Cost Effectiveness Analysis of Anesthesia Providers

Paul F. Hogan, MS; Rita Furst Seifert, PhD; Carol S. Moore, PhD; Brian E. Simonson, MS

Disclosures

Nurs Econ. 2010;28(3):159-169. 

In This Article

Abstract and Introduction

Introduction

In the United States, anesthesia services are administered predominately by two types of providers. Anesthesiologists are physicians who have completed medical school, a clinical base year residency, and 3 years as a resident in an anesthesia program. Certified registered nurse anesthetists (CRNAs) are advanced practice nurses who have earned a baccalaureate degree, practiced at least 1 year as an acute care nurse, and have successfully completed a graduate-level nurse anesthetist program. These graduate programs have an average duration of 28 months and may be as long as 36 months. Cur rently, there are approximately 40,000 practicing anesthesiologists in the United States (Health Resources and Services Administration, 2007) and over 36,000 CRNAs (American Association of Nurse Anesthetists [AANA], 2009). Both types of providers are critical to the safe, efficient provision of anesthesia services.

Anesthesia services are provided by CRNAs and by anesthesiologists in a variety of different delivery models. The delivery models vary by the degree of autonomy in which CRNAs may deliver anesthesia, as well as economic considerations. At one end of the spectrum, the CRNA may provide and bill for anesthesia services. At the other end, anesthesiologists may be the only providers administering and billing for anesthesia services in a particular practice setting. Between the two end points, CRNAs may work under varying degrees of supervision or medical direction. Delivery models may vary by practice setting based on the preferences and beliefs of the particular hospital or other setting, and because of state-specific and federal laws and regulations regarding the delivery and billing for services.

In this article, CRNAs who provide anesthesia for a patient under the care of an operating practitioner, but are not supervised nor medically directed, are referred to as "independent." CRNAs who provide anesthesia under anesthesiologist oversight are either "medically directed" or "supervised." These terms are used in the context of anesthesia staffing models and costs, not in terms of clinical decisions.

Analysis of the data examined the cost effectiveness of the alternative delivery models, and the implications of this for providing quality, cost-effective anesthesia services. Anesthesia is a component of surgical, medical, and diagnostic procedures as well as in pain management. The cost, access, and quality of health care services in general will be affected in no small measure by the availability of cost-effective anesthesia services.

In cost-effectiveness analysis, one compares the cost of alternative ways of achieving a given outcome. The issue of whether the quality of anesthesia services or outcomes is likely to vary across delivery models and providers was considered first. A reliance on literature review and a claims analysis to establish that there is no evidence to suggest that the quality of services or the outcomes will vary across the delivery models was considered. Next, a cost effectiveness of the alternative delivery models was examined. A stochastic simulation model was developed and applied, which simulates likely costs and revenues associated with each delivery model, holding constant other conditions likely to affect costs and revenues in the comparisons. Claims data for private payers were examined to determine how the costs to payers vary by delivery model. (Note that payments of the largest public payer, Medicare, are made according to a formula.) Finally, the costs to society of educating nurse anesthetists and anesthesiologists were examined and compared.
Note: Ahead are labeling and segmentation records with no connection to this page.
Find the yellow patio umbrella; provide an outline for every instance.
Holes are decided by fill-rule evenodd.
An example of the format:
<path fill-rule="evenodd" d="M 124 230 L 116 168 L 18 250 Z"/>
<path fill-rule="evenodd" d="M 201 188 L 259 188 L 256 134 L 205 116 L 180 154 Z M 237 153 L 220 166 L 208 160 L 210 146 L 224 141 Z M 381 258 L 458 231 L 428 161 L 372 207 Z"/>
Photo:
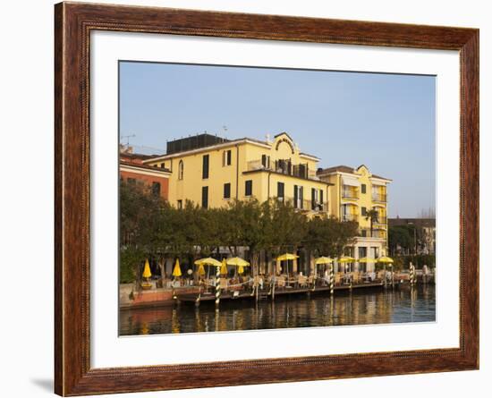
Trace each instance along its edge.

The information presented can help inform payers and employers (e.g., hospitals, anesthesia provider groups, public and private insurers) regarding the cost, quality, and access implications of alternate delivery models. The findings provide an evidence base to inform federal and state regulators and legislators who are formulating rules and regulations regarding the delivery of anesthesia. Further, information from this study can help federal and state legislators, education program directors, and other stakeholders regarding the potential return on investment from investing in anesthesia education and improving access to quality, cost-effective anesthesia care.